MONROVIA, Montserrado – Barely 24 hours after Philip A. Z. Banks retired as an associate justice of the Supreme Court, President George Weah has nominated Sen. Joseph N. Nagbe of Sinoe as a replacement.
Banks retired on Tuesday, August 7 after reaching the constitutional retirement age of 70.
In 2005, Nagbe was first elected as a senator on the Alliance for Peace and Democracy ticket. He was reelected in 2011 on the same ticket. The Alliance for Peace and Democracy was a coalition of two Liberian political parties, namely the Liberian People’s Party and the United People’s Party.
Nagbe’s appointment is subject to confirmation by the Liberian Senate.
In July 2018, Nagbe, a trained lawyer, was expelled from the Sinoe County Legislative Caucus for breaking a “peace accord” signed in Bamako, Mali in June this year. All five members of the caucus had met in Bamako and signed an agreement obligating them to work for peace and tranquility among themselves and by extension, among the people of the county.
If Weah’s nomination of Nagbe is approved by the Senate, it would mean the country would be having a second wave of by-elections in two counties following the victory of Rep. Saah Joseph of Montserrado’s 13th district.
On July 31, there were by-elections held to fill the vacant seats of Weah and Vice President Jewel Howard-Taylor, who were formerly senators of Montserrado and Bong, respectively. Joseph emerged the victor and will replace Weah as senator of Montserrado.

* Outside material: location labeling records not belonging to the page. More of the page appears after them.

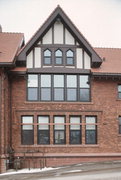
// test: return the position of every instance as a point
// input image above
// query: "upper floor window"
(58, 57)
(27, 136)
(58, 87)
(69, 57)
(43, 130)
(47, 57)
(119, 91)
(75, 130)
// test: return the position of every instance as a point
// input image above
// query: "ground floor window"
(58, 129)
(91, 130)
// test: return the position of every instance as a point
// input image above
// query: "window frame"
(55, 56)
(70, 57)
(43, 129)
(80, 130)
(45, 64)
(65, 88)
(90, 124)
(59, 130)
(22, 124)
(119, 92)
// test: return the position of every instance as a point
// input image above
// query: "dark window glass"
(84, 88)
(47, 57)
(43, 130)
(75, 130)
(69, 57)
(59, 130)
(71, 87)
(58, 57)
(32, 94)
(32, 87)
(59, 87)
(45, 89)
(119, 91)
(27, 136)
(91, 130)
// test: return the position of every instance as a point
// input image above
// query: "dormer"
(58, 46)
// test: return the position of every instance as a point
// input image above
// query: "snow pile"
(27, 171)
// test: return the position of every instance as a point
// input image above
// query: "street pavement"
(85, 171)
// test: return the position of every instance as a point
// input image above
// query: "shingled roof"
(111, 61)
(10, 43)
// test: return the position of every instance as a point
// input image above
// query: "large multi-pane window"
(84, 88)
(59, 130)
(69, 57)
(32, 87)
(119, 124)
(58, 87)
(75, 130)
(47, 57)
(58, 91)
(45, 87)
(58, 57)
(27, 135)
(43, 130)
(91, 130)
(71, 88)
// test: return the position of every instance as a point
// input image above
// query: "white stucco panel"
(87, 61)
(79, 58)
(58, 33)
(37, 58)
(69, 38)
(47, 39)
(30, 60)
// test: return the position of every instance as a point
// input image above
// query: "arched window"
(47, 57)
(70, 57)
(58, 57)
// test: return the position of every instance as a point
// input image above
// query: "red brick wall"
(104, 105)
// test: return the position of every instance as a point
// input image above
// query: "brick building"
(60, 98)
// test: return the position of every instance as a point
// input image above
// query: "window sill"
(57, 102)
(62, 146)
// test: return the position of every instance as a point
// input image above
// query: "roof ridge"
(107, 48)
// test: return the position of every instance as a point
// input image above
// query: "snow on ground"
(27, 171)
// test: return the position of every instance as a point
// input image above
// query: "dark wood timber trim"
(59, 70)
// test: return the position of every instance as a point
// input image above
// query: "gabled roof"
(10, 43)
(111, 61)
(59, 13)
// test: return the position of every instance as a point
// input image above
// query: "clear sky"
(98, 20)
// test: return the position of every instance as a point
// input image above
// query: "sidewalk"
(72, 170)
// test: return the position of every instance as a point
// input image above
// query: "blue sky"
(98, 20)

In his first State of the Nation address in January, Weah said that he inherited empty coffers from former President Ellen Johnson Sirleaf.
“Our economy is broken; our government is broke; our currency is in free-fall,” the president told Liberians.
But many pundits are beginning to wonder if the president’s statement was true following his party’s decision to support the senatorial bid of Joseph, a sitting lawmaker, and the nomination of Nagbe to the Supreme Court.
The recent Bong and Montserrado by-elections were delayed because the Ministry of Finance and Development Planning and the National Elections Commission could not agree on a budget. Eventually, both entities agreed to a US$2.7 million budget, down from the US$3.9 million originally proposed by NEC.